When Reality Gets In The Way Of Promises

Remember the promise that ObamaCare would eventually make health care cheaper for everyone because universal coverage would make us all healthier? Well, it seems as if we tend to be as healthy as we want to be regardless of whether or not we have universal coverage.

On Friday the Daily Beast reported that a study on Oregon’s Medicaid expansion showed that the people who were now eligible for medical treatment had no improvement in their health (as measured by basic health indicators such as like blood pressure or cholesterol).

The article reports:

health insurance doesn’t actually improve access to necessary treatment that much.  If someone else covers the cost, it can help with the financial burden of health care.  But uninsured people will mostly find a way for the most important treatments, the ones we know improve health, from stitches to control bleeding, to antibiotics, to blood pressure medication.  It’s the expensive stuff on the frontier–the stuff that’s as likely to be useless, or harmful, as it is to help–that the uninsured mostly forego. 

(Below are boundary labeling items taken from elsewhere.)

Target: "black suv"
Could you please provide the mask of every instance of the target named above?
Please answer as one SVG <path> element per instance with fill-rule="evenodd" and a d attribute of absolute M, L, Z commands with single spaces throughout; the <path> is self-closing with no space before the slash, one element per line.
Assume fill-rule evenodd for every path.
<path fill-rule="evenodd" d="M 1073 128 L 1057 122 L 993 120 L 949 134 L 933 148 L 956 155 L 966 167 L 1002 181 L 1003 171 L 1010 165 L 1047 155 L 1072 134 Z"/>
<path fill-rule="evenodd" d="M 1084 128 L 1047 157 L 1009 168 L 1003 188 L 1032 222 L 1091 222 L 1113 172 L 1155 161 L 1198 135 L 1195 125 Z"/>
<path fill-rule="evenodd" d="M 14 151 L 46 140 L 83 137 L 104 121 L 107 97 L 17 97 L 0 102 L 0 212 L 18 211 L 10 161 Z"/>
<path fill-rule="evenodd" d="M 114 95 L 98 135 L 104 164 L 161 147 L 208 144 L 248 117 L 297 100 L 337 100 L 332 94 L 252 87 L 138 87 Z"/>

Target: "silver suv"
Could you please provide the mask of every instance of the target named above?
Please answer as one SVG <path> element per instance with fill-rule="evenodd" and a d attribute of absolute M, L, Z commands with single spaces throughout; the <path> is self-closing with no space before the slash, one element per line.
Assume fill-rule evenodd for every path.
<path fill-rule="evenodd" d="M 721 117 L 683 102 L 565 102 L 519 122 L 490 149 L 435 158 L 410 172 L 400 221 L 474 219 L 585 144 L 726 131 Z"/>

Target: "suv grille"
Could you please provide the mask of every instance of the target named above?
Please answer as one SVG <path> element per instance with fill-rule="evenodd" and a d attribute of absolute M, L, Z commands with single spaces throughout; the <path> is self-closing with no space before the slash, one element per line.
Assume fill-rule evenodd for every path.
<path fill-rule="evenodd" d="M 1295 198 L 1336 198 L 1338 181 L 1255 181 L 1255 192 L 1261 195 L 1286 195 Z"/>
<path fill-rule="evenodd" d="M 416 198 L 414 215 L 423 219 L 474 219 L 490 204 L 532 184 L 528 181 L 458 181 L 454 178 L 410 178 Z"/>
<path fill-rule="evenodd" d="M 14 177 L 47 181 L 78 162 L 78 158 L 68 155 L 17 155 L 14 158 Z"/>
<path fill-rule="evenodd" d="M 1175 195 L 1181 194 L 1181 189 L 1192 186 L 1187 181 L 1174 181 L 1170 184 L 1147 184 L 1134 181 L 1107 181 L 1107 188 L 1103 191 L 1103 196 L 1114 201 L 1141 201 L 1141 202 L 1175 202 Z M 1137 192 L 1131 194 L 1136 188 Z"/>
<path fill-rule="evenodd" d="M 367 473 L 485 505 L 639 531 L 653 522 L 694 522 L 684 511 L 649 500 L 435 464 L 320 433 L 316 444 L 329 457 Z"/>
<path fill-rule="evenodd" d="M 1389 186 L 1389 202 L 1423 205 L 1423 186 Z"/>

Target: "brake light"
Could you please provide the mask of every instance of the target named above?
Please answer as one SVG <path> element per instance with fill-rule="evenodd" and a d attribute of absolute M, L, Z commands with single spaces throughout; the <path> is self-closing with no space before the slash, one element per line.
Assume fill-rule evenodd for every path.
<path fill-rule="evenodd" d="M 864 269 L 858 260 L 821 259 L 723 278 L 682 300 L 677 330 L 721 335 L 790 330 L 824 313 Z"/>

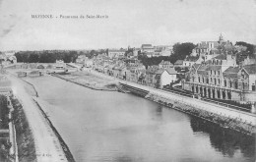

When you consider the fact that hospitals are not permitted to turn away patients because of their inability to pay, this makes sense.

The article concludes:

…But I think it’s instructive that the political campaign for Obamacare leaned so heavily on claims about death and untreated suffering.  Whether or not we should provide that sort of insurance, I don’t think that Obamacare would have passed if its backers had said “The best study available shows that we’ll probably get a nice reduction in depression and catastrophic expenses, but no statistically significant improvement in diabetes, mortality, or cardiovascular health.”

That should give us pause.  We passed a big, complicated piece of legislation on the assumption that Medicaid expansions like Oregon would make us healthier–so much helathier that we’d obviously be able to measure it.  It just made gut sense, after all.  And that shouldn’t just make us pause and think about Obamacare. What other policies are we pulling out of our intestinal loops?

Frankly, I think the best thing the government could do for the health of Americans would be to get out of healthcare. Repeal ObamaCare, and set up a system that subsidizes low income people who need insurance and let the free market run healthcare. There would have to be some basic guidelines set up for pre-existing conditions, but the healthcare industry knows much more about healthcare than the government does. Let’s let them take care of America.